D. The total cash paid is lower than $180,000 because payments are spread over five years.
(3 marks)
(c) Option 3
i. Determine the investment value after 4 years. Round the factor to four decimal places, and round the final answer to two decimal places. Do not use the dollar sign.
ii. Calculate the total upgraded equipment cost after 4 years. Round the final answer to two decimal places. Do not use the dollar sign.
iii. State whether it is True or False: HarbourView will have a surplus at the end of year 4.
(3 marks)
(d) Evaluation
i. Based on your calculations in parts (a)–(c), identify the financially most attractive option. Support your answer by referring to relevant calculated amounts. Include at least one calculated dollar amount.
(2 marks, max 200 words)
ii. Explain whether the option identified in (d)(i) should automatically be chosen. In your answer, refer to one practical business consideration that may influence the final decision (for example, risk, flexibility, or operational impact).
( 2 marks, max 200 words)
(Total for Question 3: 12 marks)
Question 4: Time Value of Money – Savings Strategy (8 marks)

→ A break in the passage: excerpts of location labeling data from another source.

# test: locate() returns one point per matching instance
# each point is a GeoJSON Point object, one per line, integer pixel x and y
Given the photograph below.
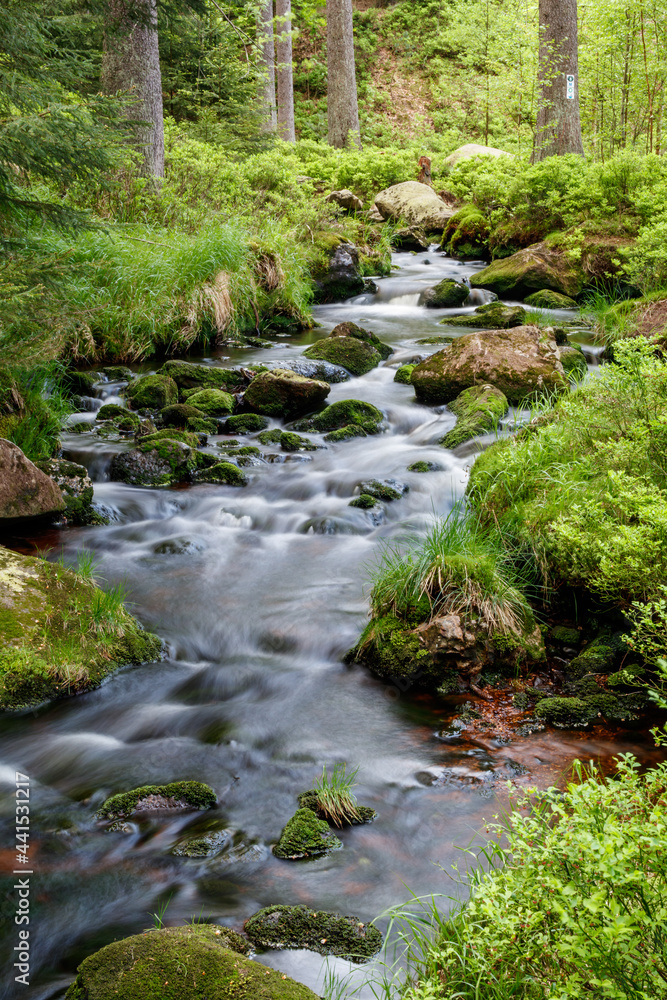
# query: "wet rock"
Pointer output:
{"type": "Point", "coordinates": [283, 393]}
{"type": "Point", "coordinates": [325, 933]}
{"type": "Point", "coordinates": [357, 356]}
{"type": "Point", "coordinates": [479, 409]}
{"type": "Point", "coordinates": [77, 491]}
{"type": "Point", "coordinates": [305, 836]}
{"type": "Point", "coordinates": [447, 294]}
{"type": "Point", "coordinates": [245, 423]}
{"type": "Point", "coordinates": [196, 962]}
{"type": "Point", "coordinates": [340, 278]}
{"type": "Point", "coordinates": [177, 796]}
{"type": "Point", "coordinates": [358, 332]}
{"type": "Point", "coordinates": [346, 200]}
{"type": "Point", "coordinates": [152, 392]}
{"type": "Point", "coordinates": [492, 316]}
{"type": "Point", "coordinates": [536, 268]}
{"type": "Point", "coordinates": [403, 374]}
{"type": "Point", "coordinates": [547, 299]}
{"type": "Point", "coordinates": [25, 491]}
{"type": "Point", "coordinates": [191, 376]}
{"type": "Point", "coordinates": [521, 362]}
{"type": "Point", "coordinates": [417, 203]}
{"type": "Point", "coordinates": [213, 402]}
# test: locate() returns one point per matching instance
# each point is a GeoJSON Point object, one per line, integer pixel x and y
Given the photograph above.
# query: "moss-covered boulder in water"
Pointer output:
{"type": "Point", "coordinates": [325, 933]}
{"type": "Point", "coordinates": [152, 392]}
{"type": "Point", "coordinates": [180, 796]}
{"type": "Point", "coordinates": [305, 836]}
{"type": "Point", "coordinates": [283, 393]}
{"type": "Point", "coordinates": [478, 410]}
{"type": "Point", "coordinates": [59, 634]}
{"type": "Point", "coordinates": [548, 299]}
{"type": "Point", "coordinates": [190, 376]}
{"type": "Point", "coordinates": [358, 356]}
{"type": "Point", "coordinates": [533, 269]}
{"type": "Point", "coordinates": [196, 962]}
{"type": "Point", "coordinates": [213, 402]}
{"type": "Point", "coordinates": [447, 294]}
{"type": "Point", "coordinates": [521, 362]}
{"type": "Point", "coordinates": [358, 332]}
{"type": "Point", "coordinates": [492, 316]}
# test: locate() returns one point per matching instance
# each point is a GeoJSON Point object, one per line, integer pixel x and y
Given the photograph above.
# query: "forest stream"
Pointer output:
{"type": "Point", "coordinates": [258, 593]}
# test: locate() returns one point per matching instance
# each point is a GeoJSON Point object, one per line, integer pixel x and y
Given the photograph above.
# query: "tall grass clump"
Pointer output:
{"type": "Point", "coordinates": [459, 567]}
{"type": "Point", "coordinates": [569, 900]}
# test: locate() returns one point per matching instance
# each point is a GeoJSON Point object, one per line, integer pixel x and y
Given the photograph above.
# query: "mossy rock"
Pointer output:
{"type": "Point", "coordinates": [403, 374]}
{"type": "Point", "coordinates": [492, 316]}
{"type": "Point", "coordinates": [53, 641]}
{"type": "Point", "coordinates": [152, 392]}
{"type": "Point", "coordinates": [346, 433]}
{"type": "Point", "coordinates": [358, 332]}
{"type": "Point", "coordinates": [289, 441]}
{"type": "Point", "coordinates": [357, 356]}
{"type": "Point", "coordinates": [346, 412]}
{"type": "Point", "coordinates": [305, 836]}
{"type": "Point", "coordinates": [545, 298]}
{"type": "Point", "coordinates": [245, 423]}
{"type": "Point", "coordinates": [202, 962]}
{"type": "Point", "coordinates": [191, 376]}
{"type": "Point", "coordinates": [181, 796]}
{"type": "Point", "coordinates": [479, 409]}
{"type": "Point", "coordinates": [225, 473]}
{"type": "Point", "coordinates": [447, 294]}
{"type": "Point", "coordinates": [178, 414]}
{"type": "Point", "coordinates": [212, 402]}
{"type": "Point", "coordinates": [325, 933]}
{"type": "Point", "coordinates": [284, 393]}
{"type": "Point", "coordinates": [466, 234]}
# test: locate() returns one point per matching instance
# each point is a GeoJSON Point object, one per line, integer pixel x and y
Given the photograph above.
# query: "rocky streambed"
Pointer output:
{"type": "Point", "coordinates": [248, 555]}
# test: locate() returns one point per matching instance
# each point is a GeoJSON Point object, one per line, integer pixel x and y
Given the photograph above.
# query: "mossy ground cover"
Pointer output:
{"type": "Point", "coordinates": [60, 633]}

HarbourView plans to open a second warehouse in exactly 5 years to support future growth. The estimated setup cost at that time is $350,000. The business currently has $80,000 set aside in a highinterest savings account earning 4% per annum, compounded quarterly. In addition, HarbourView plans to make regular fixed quarterly contributions into the savings account, starting at the end of the first quarter, to reach the target amount.
Required:
In Question 4, calculations must be clearly shown where indicated and presented in accordance with the rounding requirements specified in each part. The Interest Factor Tables have been provided in the assignment on Canvas.
(a) Existing Amount
i. Determine how much the existing $80,000 will amount to at the end of 5 years. Round the factor to four decimal places, and round the final answer to two decimal places. Do not use the dollar sign. Note: You will need to show these workings in Q4(a)(ii).
(1 mark)
ii. Show your calculations for Q4(a)(i).
(1 mark)
(b) Quarterly Contributions
i. Calculate the fixed quarterly contribution required so that HarbourView will have $350,000 at the end of 5 years. Round the factor to three decimal places, and round the final answer to two decimal places. Do not use the dollar sign. Note: You will need to show these workings in Q4(b)(ii).
(1 mark)
ii. Show your calculations for Q4(b)(i).
(2 marks)
iii. Calculate the total cash contributed over the 5 years. Round to two decimal places.
(1 mark)
(c) Impact and Alternative Strategy
After 2 years, HarbourView becomes concerned about committing to fixed quarterly contributions and considers reducing or pausing them.
Using your results from parts (a) and (b), explain one financial consequence of reducing or stopping the contributions at that point. Then evaluate one alternative approach HarbourView could consider to still reach the $350,000 goal. Your answer must refer to at least one calculated dollar amount and discuss both one benefit and one risk of the alternative approach.